Aconteceu hoje, no Anfiteatro de Estudos Sociais, uma audiência pública para discutir se a UFJF irá adotar o sistema de cotas. Por volta das 9h, a comunidade acompanhou a exposição do relatório elaborado pela comissão formada pelo Conselho Superior da UFJF. Outra audiência está marcada para as 19h, no anfiteatro do Instituto de Ciências Humanas e Letras (ICHL).

A mesa foi composta pela reitora Margarida Salomão, vice-reitor, Paulo Ferreira Pinto, secretário geral, Carlos Roberto Zacaron, assessor para assuntos institucionais, Rodrigo Esteves e o coordenador da comissão, Ignácio Delgado. A reitora explicitou a importância da decisão ter a participação da comunidade acadêmica e de interessados no assunto. "É importante que o Conselho Superior ouça vários segmentos da sociedade, para tomar a decisão sobre as cotas."

Antes de sua explanação sobre o relatório, o professor Ignácio Delgado disse que a atitude da UFJF é corajosa, já que "seria muito simples esperarmos uma decisão do Congresso Nacional e a acatarmos sem trabalho algum."

O relatório mostra o levantamento de dados coordenado por professores da Universidade. O documento relaciona a estatística de ingresso na UFJF nos últimos anos com estudos nacionais sobre renda e suas relações com as raças do Brasil.

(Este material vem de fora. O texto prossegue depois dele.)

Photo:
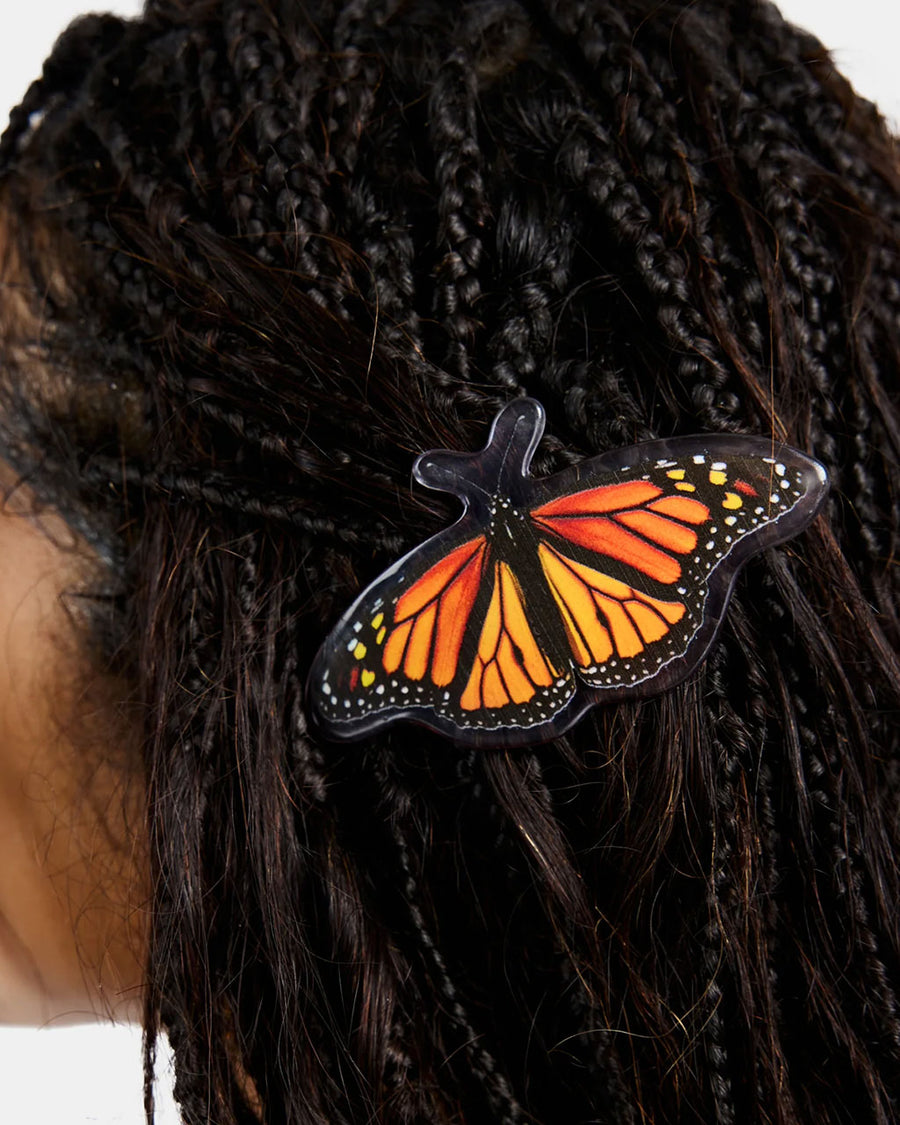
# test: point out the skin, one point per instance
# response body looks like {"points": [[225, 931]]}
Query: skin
{"points": [[71, 885]]}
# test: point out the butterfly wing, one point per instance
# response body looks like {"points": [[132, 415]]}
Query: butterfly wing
{"points": [[549, 595], [444, 638], [640, 557]]}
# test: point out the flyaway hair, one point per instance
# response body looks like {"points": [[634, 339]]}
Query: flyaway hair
{"points": [[257, 257]]}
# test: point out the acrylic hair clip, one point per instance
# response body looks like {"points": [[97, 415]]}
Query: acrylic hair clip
{"points": [[547, 596]]}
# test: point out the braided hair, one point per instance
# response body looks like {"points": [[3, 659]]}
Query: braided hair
{"points": [[255, 258]]}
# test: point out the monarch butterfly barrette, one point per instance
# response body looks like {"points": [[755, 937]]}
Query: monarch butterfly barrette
{"points": [[549, 595]]}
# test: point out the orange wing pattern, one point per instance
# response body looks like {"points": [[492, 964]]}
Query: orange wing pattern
{"points": [[509, 666], [430, 618], [633, 523], [602, 615], [602, 582]]}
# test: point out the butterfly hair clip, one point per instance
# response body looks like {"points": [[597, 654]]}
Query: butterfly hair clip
{"points": [[549, 595]]}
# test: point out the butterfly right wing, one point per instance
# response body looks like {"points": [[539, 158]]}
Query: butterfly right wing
{"points": [[640, 564]]}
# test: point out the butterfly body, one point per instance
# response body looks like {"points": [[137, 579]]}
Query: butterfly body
{"points": [[551, 594]]}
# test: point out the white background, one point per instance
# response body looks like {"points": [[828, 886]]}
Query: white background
{"points": [[91, 1074]]}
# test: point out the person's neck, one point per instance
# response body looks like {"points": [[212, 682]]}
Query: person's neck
{"points": [[71, 924]]}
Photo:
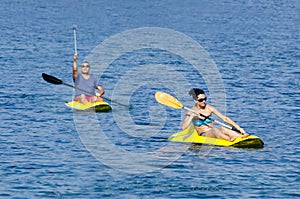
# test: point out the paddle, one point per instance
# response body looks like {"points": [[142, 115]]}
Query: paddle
{"points": [[170, 101], [54, 80], [75, 45]]}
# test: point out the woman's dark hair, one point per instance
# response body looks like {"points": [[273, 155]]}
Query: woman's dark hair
{"points": [[194, 92]]}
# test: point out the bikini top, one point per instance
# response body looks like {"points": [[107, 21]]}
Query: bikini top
{"points": [[199, 122]]}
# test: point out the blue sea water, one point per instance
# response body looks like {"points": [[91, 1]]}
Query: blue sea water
{"points": [[49, 151]]}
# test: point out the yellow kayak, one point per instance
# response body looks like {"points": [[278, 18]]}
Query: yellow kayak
{"points": [[190, 135], [96, 106]]}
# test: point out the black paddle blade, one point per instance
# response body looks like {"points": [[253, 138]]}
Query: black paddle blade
{"points": [[51, 79]]}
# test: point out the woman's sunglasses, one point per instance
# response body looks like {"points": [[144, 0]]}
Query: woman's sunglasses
{"points": [[202, 99]]}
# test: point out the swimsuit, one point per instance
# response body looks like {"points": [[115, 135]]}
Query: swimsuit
{"points": [[199, 122]]}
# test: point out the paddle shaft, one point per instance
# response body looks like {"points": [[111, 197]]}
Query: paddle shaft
{"points": [[214, 120], [75, 43]]}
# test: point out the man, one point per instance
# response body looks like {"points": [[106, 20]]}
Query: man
{"points": [[87, 82]]}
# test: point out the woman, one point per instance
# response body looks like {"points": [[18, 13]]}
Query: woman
{"points": [[86, 81], [203, 123]]}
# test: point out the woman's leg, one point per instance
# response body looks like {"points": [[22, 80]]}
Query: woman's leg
{"points": [[232, 134], [82, 99]]}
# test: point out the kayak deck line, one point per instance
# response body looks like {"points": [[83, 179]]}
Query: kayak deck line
{"points": [[190, 135], [94, 106]]}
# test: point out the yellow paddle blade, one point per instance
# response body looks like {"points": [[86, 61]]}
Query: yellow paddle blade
{"points": [[168, 100]]}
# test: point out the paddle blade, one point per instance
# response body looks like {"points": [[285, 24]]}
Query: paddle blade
{"points": [[51, 79], [168, 100]]}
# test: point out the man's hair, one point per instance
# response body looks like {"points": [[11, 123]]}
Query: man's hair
{"points": [[194, 92]]}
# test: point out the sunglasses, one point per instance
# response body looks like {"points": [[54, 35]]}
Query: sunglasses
{"points": [[202, 99]]}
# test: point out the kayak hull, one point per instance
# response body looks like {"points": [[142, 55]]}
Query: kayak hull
{"points": [[95, 106], [190, 135]]}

De acordo com Ignácio, o rendimento dos vestibulandos não depende tanto do tipo de escola em que estudaram (pública ou particular), mas, sim, da falta de estímulo que os estudantes de baixa renda têm para ingressar na universidade. Baseando-se nas estatísticas do relatório, ele mostrou exemplos de alunos de escolas públicas que têm destaque nos cursos da UFJF. "O incentivo é construído em cima de si mesmo, independente da origem do aluno".

Depois da exposição do conteúdo do relatório, os membros da mesa explicaram qual a proposta inicial da UFJF, se as cotas forem adotadas: 50% das vagas para o vestibular seriam destinadas à escola pública e, dentro desse percentual, uma parte seria direcionada aos alunos negros.

Os participantes fizeram perguntas e apresentaram sugestões para os membros da mesa. Falaram alunos da UFJF, professores da rede pública e professores e servidores da universidade.